In 2001, Manila street protests toppled President Joseph Estrada and brought to power his vice president, Gloria Macapagal Arroyo. Three years later, similar demonstrations almost brought her down. The demonstrators wrapped themselves in the cloak of the country's old democracy movements, calling themselves People Power 2 — a throwback to the protests that forced dictator Ferdinand Marcos from power in 1986. But make no mistake: These were power grabs, not battles for the right to vote.

In Bangladesh, political parties run by two women who reportedly detest each other, Sheikh Hasina and Khaleda Zia, took this unwillingness to go quietly to a perverse degree. For years, when one party won an election, the Bangladeshi opposition would respond with waves of paralyzing strikes that brought the country to its knees.

The rollback of democracy has occurred against a shifting balance of power in Asia. The "war on terror" has consumed the White House's attention, and accounts of prison torture at Abu Ghraib and Guantanamo Bay have undermined Washington's moral standing. The United States is now more concerned about whether other nations are aiding the fight against its enemies than it is about human rights. Malaysia has used the Internal Security Act to imprison people without charging them; the U.S. government criticized that act before the attacks of Sept. 11, but says little now.
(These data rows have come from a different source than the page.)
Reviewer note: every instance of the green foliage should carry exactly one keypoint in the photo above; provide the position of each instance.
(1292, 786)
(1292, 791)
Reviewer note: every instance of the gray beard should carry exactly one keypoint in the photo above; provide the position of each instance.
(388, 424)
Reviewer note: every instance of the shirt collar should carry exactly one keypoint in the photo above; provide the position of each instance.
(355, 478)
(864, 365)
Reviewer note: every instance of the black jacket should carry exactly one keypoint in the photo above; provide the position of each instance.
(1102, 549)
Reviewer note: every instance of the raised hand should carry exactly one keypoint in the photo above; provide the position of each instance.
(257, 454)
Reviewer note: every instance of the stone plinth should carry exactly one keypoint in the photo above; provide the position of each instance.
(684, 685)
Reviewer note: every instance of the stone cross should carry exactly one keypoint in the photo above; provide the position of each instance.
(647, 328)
At the same time, China has begun to hawk its own undemocratic model of development as an alternative, offering the promise of economic liberalization without the chaos of political reform. And Beijing's growing regional power ties Washington's hands.

In nations such as Burma, where the military has tossed Suu Kyi back into house arrest, China's influence makes it hard for Washington to help the embattled reformers. Polls in Southeast Asia have shown that most citizens say that China has a more positive impact on the world than the United States does, and top officials in countries such as Cambodia and Vietnam debate how they could apply the Chinese model to their own nations.
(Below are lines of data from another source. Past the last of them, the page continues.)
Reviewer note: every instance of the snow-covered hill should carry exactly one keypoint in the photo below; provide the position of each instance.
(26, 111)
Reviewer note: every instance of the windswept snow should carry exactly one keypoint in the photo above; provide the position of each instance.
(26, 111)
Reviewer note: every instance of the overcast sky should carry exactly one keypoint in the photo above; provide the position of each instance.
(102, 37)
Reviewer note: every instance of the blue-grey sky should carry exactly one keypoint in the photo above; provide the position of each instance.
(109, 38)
Still, there are bright spots. In some countries, the middle class' honeymoon with autocrats appears to be ending. As the military has shown itself to be incapable of managing Thailand's economy (the junta's telecommunications minister recently admitted to rarely using e-mail), many Thais have turned against the coup. But in other countries, such as Bangladesh, as the prospect of civilian rule returns, the expected winners of upcoming elections are the same corrupt politicos who prompted the military to seize power in the first place.